D. Wayne was wearing camo, head to foot, which was no change: he always wore camo, head to foot. So did his children.
His ex-wife, Truly, whom he still occasionally visited, wore various pieces of camo, depending on daily fashion demands – more at Walmart, less at Target. She also had eight pairs of camo underpants, sizes 4XL and 5XL, which she wore on a rotating basis: two each of Mossy Oak, Realtree, Legend, and God’s Country, which promted D. Wayne to tell her one night as he peeled them off, “This really is God’s country, know what I’m sayin’, honeybunch?”

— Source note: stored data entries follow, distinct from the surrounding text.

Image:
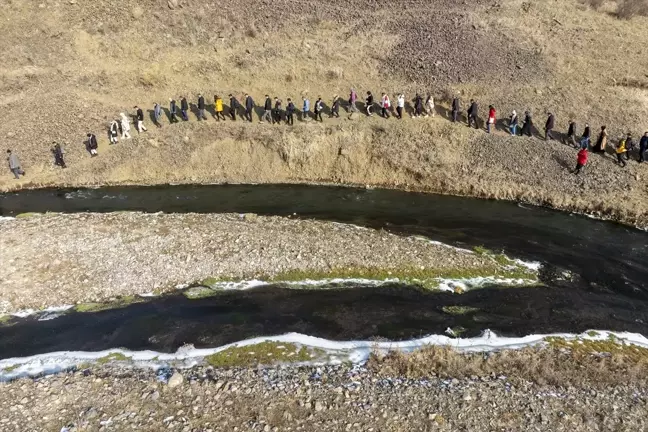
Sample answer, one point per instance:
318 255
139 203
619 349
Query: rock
175 380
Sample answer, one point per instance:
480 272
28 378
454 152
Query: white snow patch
354 351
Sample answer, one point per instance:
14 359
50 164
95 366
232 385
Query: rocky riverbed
339 398
57 259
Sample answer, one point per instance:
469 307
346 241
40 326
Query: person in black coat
290 112
57 151
571 134
201 108
369 104
92 144
473 111
184 108
233 106
527 126
173 110
335 107
456 107
418 105
549 125
249 107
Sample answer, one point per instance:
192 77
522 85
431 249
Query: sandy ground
307 399
52 260
69 67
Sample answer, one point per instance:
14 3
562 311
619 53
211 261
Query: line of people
274 112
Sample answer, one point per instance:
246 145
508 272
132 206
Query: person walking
491 118
549 125
353 97
201 108
513 122
473 112
14 165
173 110
267 110
113 130
587 137
620 151
418 105
400 105
139 115
527 126
157 114
429 106
249 107
277 112
369 104
335 107
305 108
92 144
233 107
319 107
581 160
601 142
58 152
385 105
125 124
456 107
643 146
630 145
290 112
184 108
571 134
218 107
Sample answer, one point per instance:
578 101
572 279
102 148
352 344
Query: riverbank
58 259
313 398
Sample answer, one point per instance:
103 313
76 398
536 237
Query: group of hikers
273 111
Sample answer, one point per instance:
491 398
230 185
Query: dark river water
607 289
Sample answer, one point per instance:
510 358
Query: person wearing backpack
620 152
385 105
319 107
290 112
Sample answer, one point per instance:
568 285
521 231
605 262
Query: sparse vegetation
561 362
112 357
264 353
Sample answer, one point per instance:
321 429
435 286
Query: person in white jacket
400 105
429 106
125 126
385 105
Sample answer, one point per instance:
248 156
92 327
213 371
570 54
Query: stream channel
594 275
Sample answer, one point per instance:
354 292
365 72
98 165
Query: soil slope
71 66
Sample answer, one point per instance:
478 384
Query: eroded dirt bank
327 398
66 259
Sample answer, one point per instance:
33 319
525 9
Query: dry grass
579 363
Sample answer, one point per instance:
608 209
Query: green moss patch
97 307
264 353
112 357
459 310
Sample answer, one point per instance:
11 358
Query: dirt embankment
332 398
51 260
76 65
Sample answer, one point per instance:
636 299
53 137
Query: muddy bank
309 398
57 259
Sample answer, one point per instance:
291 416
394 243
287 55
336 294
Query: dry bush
594 4
545 366
627 9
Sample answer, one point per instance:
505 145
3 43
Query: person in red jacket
491 118
581 160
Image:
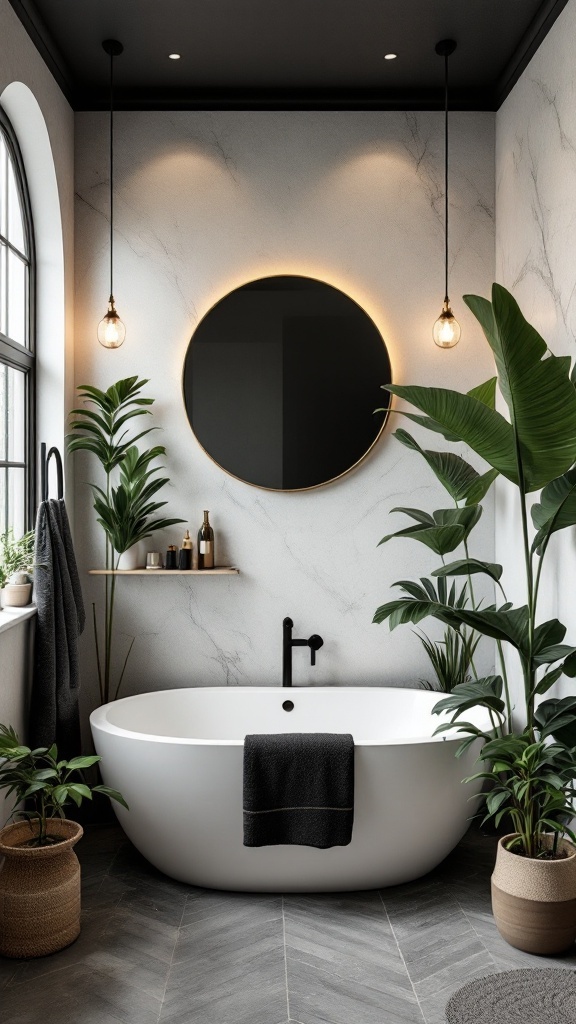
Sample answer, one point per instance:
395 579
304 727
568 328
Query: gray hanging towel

Mad for "Duck Dynasty" or not, Virgil’s rural suspects are every bit as avaricious, even sociopathic, as anyone in the big city – and that’s the case in Deadline as well – the body count mounts with every page. Let me admit right here that I’ve never read any of Sandford’s xxxx Prey novels, but when it comes to Virgil Flowers old John’s a hoot – a hoot and a half, even. Not only is Virgil a kick, with that slightly long hair (cowboy long, not rock-star long) and his wardrobe of indie-band tee shirts, everyone he meets is a kick. Even the villains are hilarious in a Carl Hiaasen-like way: the only three women on the rogue school board are all named Jennifer, for instance. |
Having connected with Frankie “Ma” Nobles in Storm Front, the twice-married Virgil has settled down (a little, anyway) for Deadline. Will readers like this new, somewhat domesticated version of Virgil? Maybe all he needs is a dog – and there are plenty to choose from in this installment of the Virgil Flowers series.